3. Assuming that s 25(4) was infringed, does that put the payments outside the powers of the universities? In other word, does it follow that the universities were acting ultra vires when they made the payments? This is asserted time and again by the HEA and the Auditor General, but it is not a very obvious reading of the sub-section, which does not mention vires at all, and is more naturally read as conferring rights on staff rather than as setting limits to the universities’ legal powers. Universities are autonomous corporations (or at least, that’s what the law says), and while of course statute can deprive such corporations of powers they might otherwise have, we might have expected this to be done explicitly if it was done at all. If s 25(4) is not read as a simple denial of vires, there might need to be further argument over whether each university had the necessary vires apart from the Act – which would very probably turn out to be a different enquiry for each university. The older, chartered ones might possibly turn out to be in a better position than the newer, statutory ones, as they could rely on a general presumption that they had full powers of contract and disposition of property, rather than having to find such powers implicit within the statute establishing them.

4. Is there a duty on individuals to repay? If the payments to individuals were indeed ultra vires, does that imply that they have to be repaid? This is seriously technical restitution territory, with various of the parties claiming to have taken legal advice, which however none of them have seen fit to disclose. For what it is worth, one such matter has already reached a Labour Court – UCD v IFUT, 16 August 2010 – and the court’s recommendation clearly envisaged that a university might be bound by a contract with a staff member even if that contract should never have been made – in other words, not only can the university not recover the payments, but also they have might have to go on making repeat payments until the relevant contract expired. Before the CPA the issue might simply be whether the payments should have been made, but before a Labour Court the issue is whether the agreement to pay, and the staff member’s reliance on the agreement, created rights.
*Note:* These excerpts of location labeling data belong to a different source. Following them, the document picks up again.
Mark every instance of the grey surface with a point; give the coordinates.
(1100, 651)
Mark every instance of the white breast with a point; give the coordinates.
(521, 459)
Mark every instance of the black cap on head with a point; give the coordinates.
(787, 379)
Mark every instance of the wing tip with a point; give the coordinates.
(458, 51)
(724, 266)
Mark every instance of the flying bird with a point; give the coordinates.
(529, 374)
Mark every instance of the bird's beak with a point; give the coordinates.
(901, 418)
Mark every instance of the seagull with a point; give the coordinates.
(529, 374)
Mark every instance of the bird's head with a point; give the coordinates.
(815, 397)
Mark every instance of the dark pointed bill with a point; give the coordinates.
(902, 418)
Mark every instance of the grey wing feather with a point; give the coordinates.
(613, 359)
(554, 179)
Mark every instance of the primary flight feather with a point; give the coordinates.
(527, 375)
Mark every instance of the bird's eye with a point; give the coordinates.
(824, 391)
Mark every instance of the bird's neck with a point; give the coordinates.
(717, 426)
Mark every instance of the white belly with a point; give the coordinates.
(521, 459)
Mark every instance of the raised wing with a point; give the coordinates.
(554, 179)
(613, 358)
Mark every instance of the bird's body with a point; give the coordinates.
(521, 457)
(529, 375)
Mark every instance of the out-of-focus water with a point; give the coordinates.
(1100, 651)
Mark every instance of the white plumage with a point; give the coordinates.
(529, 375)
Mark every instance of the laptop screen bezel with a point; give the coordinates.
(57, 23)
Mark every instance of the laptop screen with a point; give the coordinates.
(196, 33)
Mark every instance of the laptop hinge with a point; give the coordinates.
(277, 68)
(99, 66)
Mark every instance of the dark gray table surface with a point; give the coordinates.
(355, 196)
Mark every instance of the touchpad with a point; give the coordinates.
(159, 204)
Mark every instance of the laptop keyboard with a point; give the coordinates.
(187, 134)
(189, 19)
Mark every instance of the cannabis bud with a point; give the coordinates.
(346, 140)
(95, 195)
The university cannot simply break the agreement, or substitute new and lawful arrangements without consultation – the staff member can consent to the substitution of new arrangements, but has the alternative of keeping the old ones until they expire under their own terms. Of course, the issue, or one like it, could be taken to a higher court, which might not necessarily take the same view as the Labour Court. But it is quite a leap from saying that the payments should not be made, to saying that the old and illegal arrangements can simply be ripped up. Basic liability would have to be established first, and then possible defences (such as limitation) considered. None of this was done in the Auditor General’s report or before the CPA.

5. Can the amount of the over-payment be deducted from future grant payments? Again, this is far from obvious, especially if it were clear that the universities were unable and/or entirely unwilling to recover the payments from staff. As Tom Boland put it, “It would be an intolerable situation where unauthorised payments would continue, while we continued to penalise the universities, which could only have the effect of affecting services and students, and not the people who were receiving the unauthorised payments” – a good political argument as well as a legal one. There are certainly possible defences, such as limitation or passing-on. 

Update: This matter was still rumbling on in late 2012.  See Committee of Public Accounts discussions of 27 September 2012 and 4 October 2012.